# Tyre Change Problem



## gingertom (Dec 26, 2008)

Hi All

I recently went to my local tyre place to have 4 Mitchelin Camping Tyres fitted, on arrival the fitter released the bolts on all 4 wheels, he then used 2 jacks to lift up the passenger side of the Motorhome, and 40 minutes later fitted 2 tyres.
He then moved the jacks to the drivers side and found there was a seized bolt on one of the wheels. I have since taken the Motorhome to my local mechanic who confirms the threads on the hub and wheel bolt are shot.

Has anyone had any experience of this situation, i am concerned that by loosening the wheel bolts and then jacking up it may have caused the damage to the threads. I have contacted the tyre company and i am waiting for a response.

Any thoughts would be appreciated.


----------



## wintersunshine (Sep 16, 2008)

Hi...having seen this problem before on cars and van's....I would say that the bolt was cross threaded on insert.
It is easier to release wheel nuts whilst the vehicle is on the ground.Then jack the vehicle up and remove the bolts.


----------



## ched999uk (Jan 31, 2011)

gingertom said:


> on arrival the fitter released the bolts on all 4 wheels, he then used 2 jacks to lift up the passenger side of the Motorhome, and 40 minutes later fitted 2 tyres.
> He then moved the jacks to the drivers side and found there was a seized bolt on one of the wheels.

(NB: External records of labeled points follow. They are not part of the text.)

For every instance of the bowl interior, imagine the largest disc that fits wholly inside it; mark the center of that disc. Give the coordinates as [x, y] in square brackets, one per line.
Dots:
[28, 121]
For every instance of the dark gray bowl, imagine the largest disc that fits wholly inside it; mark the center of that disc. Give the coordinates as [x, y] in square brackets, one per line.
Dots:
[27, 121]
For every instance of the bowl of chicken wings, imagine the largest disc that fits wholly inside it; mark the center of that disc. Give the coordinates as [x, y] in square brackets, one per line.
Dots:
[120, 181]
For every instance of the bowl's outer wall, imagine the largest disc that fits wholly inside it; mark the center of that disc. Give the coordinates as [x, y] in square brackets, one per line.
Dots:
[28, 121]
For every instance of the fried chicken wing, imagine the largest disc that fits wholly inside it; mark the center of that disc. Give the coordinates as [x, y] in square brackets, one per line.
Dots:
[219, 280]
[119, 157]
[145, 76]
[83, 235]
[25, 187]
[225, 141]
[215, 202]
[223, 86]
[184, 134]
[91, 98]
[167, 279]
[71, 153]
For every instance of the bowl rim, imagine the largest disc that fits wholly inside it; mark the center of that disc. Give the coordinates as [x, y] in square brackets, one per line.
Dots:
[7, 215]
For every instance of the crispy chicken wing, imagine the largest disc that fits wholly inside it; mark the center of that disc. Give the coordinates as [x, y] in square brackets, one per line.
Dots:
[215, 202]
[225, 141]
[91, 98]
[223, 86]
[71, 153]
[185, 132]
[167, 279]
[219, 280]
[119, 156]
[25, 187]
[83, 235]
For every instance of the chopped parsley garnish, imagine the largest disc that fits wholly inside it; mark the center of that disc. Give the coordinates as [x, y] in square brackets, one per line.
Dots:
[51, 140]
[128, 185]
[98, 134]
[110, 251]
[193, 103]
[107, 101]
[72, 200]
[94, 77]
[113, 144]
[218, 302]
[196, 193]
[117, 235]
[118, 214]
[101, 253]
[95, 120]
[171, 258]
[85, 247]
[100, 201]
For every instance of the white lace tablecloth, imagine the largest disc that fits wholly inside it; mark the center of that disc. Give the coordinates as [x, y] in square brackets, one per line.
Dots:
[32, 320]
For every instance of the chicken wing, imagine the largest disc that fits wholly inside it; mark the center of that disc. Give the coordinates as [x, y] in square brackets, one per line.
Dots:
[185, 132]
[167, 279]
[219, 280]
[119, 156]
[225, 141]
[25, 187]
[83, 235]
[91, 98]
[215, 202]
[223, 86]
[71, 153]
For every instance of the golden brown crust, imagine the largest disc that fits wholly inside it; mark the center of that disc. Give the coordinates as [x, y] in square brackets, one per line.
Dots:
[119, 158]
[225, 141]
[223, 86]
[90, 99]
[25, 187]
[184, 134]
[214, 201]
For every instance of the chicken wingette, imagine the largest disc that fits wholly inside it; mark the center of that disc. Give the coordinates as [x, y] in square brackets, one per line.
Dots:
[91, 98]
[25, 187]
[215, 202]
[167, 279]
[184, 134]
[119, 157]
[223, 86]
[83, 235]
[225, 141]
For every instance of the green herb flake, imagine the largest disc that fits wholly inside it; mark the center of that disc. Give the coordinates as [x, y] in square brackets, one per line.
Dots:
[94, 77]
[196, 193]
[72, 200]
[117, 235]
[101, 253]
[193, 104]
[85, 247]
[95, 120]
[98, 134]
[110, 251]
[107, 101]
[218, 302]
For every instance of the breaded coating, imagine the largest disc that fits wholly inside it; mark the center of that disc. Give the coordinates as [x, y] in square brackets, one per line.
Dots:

Interesting. If the fitter actually released all the bolts on all 4 wheels then why didn't he find the seized bolt then? 
As for the jacking up causing the seizure then surely the worst damage that could be caused is that the outer part of the bolts thread could be damaged. This may cause the bolt to not go all the way back in but I cant see how it would cause the bolt to become seized.

My guess is that either a previous owner or previous tyre fitter damaged it by cross threading.

I once had a car that some muppet tightened locking wheel bolts up so tight that the nut/key used to remove them just rounded off when used to undo them. I even bought 2 new ones but they didn't work either. Long story but had to pay to have them drilled off!!!!! Not an easy or cheap job.


----------



## rangitira (Feb 17, 2011)

If you are looking for "COM-PEN- SAY- SHUN i don't think you've a chance in hell! It's obvious innit Someone before has tightened the bolt too far, and you will have a hard job prove'n who!


----------